Building your retirement buckets: 3 Different plans
Day by day, we work hard—leaving early in the morning and returning late, exhausted. We dedicate long hours to companies that consume our energy and add to our stress. Despite this, we stay because we depend on that income, that money that arrives every two weeks and barely covers our monthly expenses.
We rarely think about saving for retirement. Why? Because we tend to believe that we will always be young and strong, and the day of retirement is far off.
However, something we Latinos could learn from Asian cultures is the practice of saving. They often set aside 20 to 30% of each income for savings and use the remainder for expenses. Unfortunately, this approach is not something our culture has taught us, and this lack of financial education is a key reason many Latin American countries face economic challenges. But what can we learn from the art of saving?
Other cultures like Americans are known for saving diligently specifically for retirement, and they don’t skimp on a single dollar. People in the U.S. understand the role of Social Security, which is supposed to help with retirement. We’re told that each paycheck has taxes deducted, but also that we’re saving for retirement. This is, however, a common misconception.

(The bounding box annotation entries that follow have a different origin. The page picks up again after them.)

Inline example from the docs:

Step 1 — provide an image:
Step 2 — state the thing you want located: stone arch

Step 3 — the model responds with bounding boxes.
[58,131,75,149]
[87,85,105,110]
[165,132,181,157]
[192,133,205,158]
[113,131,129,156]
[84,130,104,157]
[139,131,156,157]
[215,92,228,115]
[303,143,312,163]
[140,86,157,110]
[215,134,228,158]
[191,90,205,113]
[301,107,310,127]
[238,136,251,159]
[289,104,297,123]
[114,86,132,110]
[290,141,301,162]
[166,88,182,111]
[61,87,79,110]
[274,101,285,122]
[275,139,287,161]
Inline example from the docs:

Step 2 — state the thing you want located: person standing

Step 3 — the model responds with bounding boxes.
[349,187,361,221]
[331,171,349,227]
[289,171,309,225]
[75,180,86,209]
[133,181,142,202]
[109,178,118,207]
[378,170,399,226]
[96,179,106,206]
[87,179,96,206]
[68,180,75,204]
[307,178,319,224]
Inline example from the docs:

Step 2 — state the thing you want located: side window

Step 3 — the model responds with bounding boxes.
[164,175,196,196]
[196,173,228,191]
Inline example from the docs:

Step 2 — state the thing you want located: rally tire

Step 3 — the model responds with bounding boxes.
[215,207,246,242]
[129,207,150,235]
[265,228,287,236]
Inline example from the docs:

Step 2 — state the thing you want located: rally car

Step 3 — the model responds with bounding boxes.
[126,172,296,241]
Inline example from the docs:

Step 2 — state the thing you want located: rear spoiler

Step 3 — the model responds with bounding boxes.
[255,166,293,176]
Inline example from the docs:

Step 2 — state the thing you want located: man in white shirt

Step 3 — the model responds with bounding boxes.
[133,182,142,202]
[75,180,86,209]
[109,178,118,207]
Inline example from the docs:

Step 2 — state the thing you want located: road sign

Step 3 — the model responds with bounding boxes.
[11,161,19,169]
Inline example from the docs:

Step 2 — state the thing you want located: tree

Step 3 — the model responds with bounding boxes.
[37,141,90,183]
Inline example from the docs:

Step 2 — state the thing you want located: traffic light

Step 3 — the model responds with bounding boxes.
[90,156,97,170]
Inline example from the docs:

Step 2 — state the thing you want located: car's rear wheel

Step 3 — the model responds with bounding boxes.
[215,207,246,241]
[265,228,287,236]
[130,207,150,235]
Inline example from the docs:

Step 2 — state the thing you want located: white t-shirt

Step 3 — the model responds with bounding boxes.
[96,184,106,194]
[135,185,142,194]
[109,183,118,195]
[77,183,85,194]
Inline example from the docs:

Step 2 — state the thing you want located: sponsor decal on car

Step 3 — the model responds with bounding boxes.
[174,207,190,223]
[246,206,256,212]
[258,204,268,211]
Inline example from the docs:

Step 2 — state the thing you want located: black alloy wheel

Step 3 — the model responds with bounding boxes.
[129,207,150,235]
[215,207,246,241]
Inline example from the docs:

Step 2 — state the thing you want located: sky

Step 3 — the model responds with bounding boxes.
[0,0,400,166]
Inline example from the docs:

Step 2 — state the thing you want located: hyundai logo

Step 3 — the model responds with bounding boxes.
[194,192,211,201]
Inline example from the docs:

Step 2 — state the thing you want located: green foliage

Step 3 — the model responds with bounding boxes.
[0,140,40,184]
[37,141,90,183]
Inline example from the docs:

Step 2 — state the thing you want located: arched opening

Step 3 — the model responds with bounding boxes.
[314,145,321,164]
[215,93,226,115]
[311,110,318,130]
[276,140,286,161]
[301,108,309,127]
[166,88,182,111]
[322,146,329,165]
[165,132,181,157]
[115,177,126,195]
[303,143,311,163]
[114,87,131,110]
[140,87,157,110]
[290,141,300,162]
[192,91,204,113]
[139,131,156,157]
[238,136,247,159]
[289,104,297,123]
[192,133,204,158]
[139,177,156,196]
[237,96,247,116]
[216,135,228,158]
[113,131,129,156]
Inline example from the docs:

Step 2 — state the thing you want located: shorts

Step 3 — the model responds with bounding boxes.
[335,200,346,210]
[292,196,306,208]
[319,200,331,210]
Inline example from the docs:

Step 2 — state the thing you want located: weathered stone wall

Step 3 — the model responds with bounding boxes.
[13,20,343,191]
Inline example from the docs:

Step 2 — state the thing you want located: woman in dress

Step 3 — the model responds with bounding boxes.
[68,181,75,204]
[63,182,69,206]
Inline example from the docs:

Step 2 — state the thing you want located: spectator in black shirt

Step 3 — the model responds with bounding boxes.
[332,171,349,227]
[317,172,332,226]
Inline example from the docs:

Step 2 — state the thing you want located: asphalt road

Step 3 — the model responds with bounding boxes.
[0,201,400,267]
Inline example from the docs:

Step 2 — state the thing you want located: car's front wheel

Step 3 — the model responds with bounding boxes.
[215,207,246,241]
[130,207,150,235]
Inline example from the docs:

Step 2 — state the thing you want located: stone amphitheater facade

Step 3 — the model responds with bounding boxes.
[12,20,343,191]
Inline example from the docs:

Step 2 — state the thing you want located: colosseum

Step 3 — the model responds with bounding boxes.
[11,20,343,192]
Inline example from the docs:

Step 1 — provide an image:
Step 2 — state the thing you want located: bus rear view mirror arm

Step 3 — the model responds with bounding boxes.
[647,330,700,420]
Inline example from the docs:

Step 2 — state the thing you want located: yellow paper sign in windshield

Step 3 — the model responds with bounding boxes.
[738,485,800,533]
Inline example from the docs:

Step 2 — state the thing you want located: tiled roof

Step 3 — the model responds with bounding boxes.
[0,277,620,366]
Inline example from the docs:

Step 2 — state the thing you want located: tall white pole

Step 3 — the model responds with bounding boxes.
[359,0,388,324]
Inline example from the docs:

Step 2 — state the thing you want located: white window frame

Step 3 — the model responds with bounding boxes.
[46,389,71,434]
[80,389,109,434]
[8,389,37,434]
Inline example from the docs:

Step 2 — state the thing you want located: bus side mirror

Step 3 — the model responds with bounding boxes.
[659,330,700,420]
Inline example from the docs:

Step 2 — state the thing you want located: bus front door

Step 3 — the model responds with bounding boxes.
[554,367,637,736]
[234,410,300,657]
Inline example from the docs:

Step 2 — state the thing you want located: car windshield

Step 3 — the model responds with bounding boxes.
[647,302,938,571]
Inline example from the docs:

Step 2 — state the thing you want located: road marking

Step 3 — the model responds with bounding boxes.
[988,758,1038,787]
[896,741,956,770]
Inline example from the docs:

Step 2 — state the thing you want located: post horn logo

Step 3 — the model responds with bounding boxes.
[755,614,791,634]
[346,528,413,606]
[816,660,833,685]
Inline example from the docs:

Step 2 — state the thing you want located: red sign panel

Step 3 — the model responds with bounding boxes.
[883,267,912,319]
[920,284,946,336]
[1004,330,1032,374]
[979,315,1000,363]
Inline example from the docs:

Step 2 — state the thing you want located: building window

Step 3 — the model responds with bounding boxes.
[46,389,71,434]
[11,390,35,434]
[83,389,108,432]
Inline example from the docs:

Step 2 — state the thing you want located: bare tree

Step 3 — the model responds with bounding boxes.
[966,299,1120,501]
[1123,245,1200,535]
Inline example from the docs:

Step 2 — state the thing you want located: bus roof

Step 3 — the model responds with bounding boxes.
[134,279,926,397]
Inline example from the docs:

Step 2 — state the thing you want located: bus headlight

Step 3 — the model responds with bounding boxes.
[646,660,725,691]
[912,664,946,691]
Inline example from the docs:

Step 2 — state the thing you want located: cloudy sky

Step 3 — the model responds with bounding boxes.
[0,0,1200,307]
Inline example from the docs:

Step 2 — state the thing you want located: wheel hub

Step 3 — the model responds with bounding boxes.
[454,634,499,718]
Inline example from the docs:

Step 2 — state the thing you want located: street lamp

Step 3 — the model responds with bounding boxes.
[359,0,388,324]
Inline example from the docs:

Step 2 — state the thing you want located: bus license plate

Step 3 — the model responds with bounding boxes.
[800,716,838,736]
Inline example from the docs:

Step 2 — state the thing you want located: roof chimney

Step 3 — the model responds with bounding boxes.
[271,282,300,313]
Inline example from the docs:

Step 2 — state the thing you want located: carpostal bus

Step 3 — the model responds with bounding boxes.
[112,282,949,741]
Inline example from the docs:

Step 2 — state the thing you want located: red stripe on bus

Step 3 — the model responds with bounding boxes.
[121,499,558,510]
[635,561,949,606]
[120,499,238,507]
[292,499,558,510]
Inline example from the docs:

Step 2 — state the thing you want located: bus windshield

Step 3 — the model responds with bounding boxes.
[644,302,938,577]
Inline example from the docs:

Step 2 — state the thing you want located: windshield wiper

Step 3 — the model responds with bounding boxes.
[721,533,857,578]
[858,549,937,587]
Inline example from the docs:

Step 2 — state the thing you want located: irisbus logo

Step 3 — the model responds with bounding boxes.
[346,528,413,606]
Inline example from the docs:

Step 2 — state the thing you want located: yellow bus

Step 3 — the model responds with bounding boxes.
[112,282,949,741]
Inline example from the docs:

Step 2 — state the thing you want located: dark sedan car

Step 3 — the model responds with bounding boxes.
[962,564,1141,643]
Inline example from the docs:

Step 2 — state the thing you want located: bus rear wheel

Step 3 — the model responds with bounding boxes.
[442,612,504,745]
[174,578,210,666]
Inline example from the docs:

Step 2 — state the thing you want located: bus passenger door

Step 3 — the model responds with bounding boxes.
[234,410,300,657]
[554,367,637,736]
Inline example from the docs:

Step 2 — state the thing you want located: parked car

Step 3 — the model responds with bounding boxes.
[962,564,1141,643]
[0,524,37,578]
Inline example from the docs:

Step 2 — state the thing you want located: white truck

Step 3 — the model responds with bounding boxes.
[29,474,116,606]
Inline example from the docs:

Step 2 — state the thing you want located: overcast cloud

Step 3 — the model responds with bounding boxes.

What is Social Security then…
To clarify, Social Security is not a retirement fund and was never intended to be one. It’s a safety net established by the government after World War II to assist citizens when the economy is struggling. Americans understand that relying solely on Social Security for retirement is like depending on a neighbor to cover your retirement—it simply won’t be sufficient. So what do they do instead?
401K
Employers with around 50 or more employees often set up retirement accounts where employees can invest money in the stock market for long-term growth. These accounts are known as 401(k)s or 403(b)s (for educators). While employers are not required to contribute to these accounts, if they do, it is based on the company’s specific policies. Some employers match dollar-for-dollar, while others contribute a percentage.
The money you contribute to these accounts is deducted pre-tax, meaning taxes are deferred until you withdraw the funds. All contributions and growth are subject to taxes when you eventually withdraw the money.
You can open a retirement account with Fidelity. HERE
Is it worth making these contributions?
Absolutely! I believe that all jobs and states should require citizens to open these accounts to ensure they have financial stability in old age.
How much should you contribute?
In the U.S., you can contribute up to $6,500 per year if you are under 50. After age 50, the limit increases to $7,500 per year. Aim to contribute the maximum allowed and check if your employer is also contributing.
Where is this money invested?
Each company partners with investment firms such as Fidelity Investments, Vanguard Investments, Morgan Stanley, and others. These firms specialize in evaluating portfolios and long-term growth, determining whether your investments are handled aggressively or conservatively.
Most people choose a moderate investment approach.
Can you choose where your investments go?
With a 401(k), your options are limited, but there are other retirement vehicles available.
Traditional vs. Roth IRA (Individual Retirement Account)
When an employer doesn’t offer a 401(k), individuals can open an IRA (essentially the same but without employer contributions).
An IRA is a retirement account designed for use only in retirement. Contributions to a Traditional IRA are tax-deferred, meaning the money grows without immediate tax implications. Contribution limits are the same: $6,500 before age 50 and $7,500 after age 50.
A Roth IRA operates differently. Contributions to a Roth IRA are made with after-tax dollars, meaning you pay taxes on the money before contributing. The benefit is that withdrawals are tax-free in retirement.
Roth IRAs have more restrictions compared to Traditional IRAs. For instance, to contribute to a Roth IRA, your income must be below $153,000 per year for individuals or $228,000 for married couples. Exceeding these limits results in a 6% penalty from the IRS.
Both Traditional and Roth IRAs are invested in the stock market. As individual accounts, you have the power to choose your investment strategy, whether aggressive or conservative.
Finally, there is another retirement investment option known as an Annuity.
How to save Money? It all starts with BUDGETING
What are Annuities?
An annuity is a contract between an insurance company and the client where the client makes payments over a specified period, and the insurer promises to provide lifetime payments or returns on the investment. Annuities can be customized to meet individual needs.
Options include receiving a lifetime monthly payment with the highest amount but without a beneficiary, or a joint annuity where payments continue as long as both individuals are alive, even if the principal is exhausted. There are also term annuities with fixed payment periods (e.g., 10-20 years), where any remaining funds are paid to a beneficiary if the annuitant dies during the term. Annuities can be invested in the stock market or protected by insurance companies, which assume the risk and provide a defined interest growth.
Annuities are a product that is not for everyone, but if you meet the specific qualifications, it can be a great tool for investment and savings for your retirement. The best you can do if you want to open a retirement account is to talk to a Financial Advisor, who will guide you on what you should do to start saving for the long term.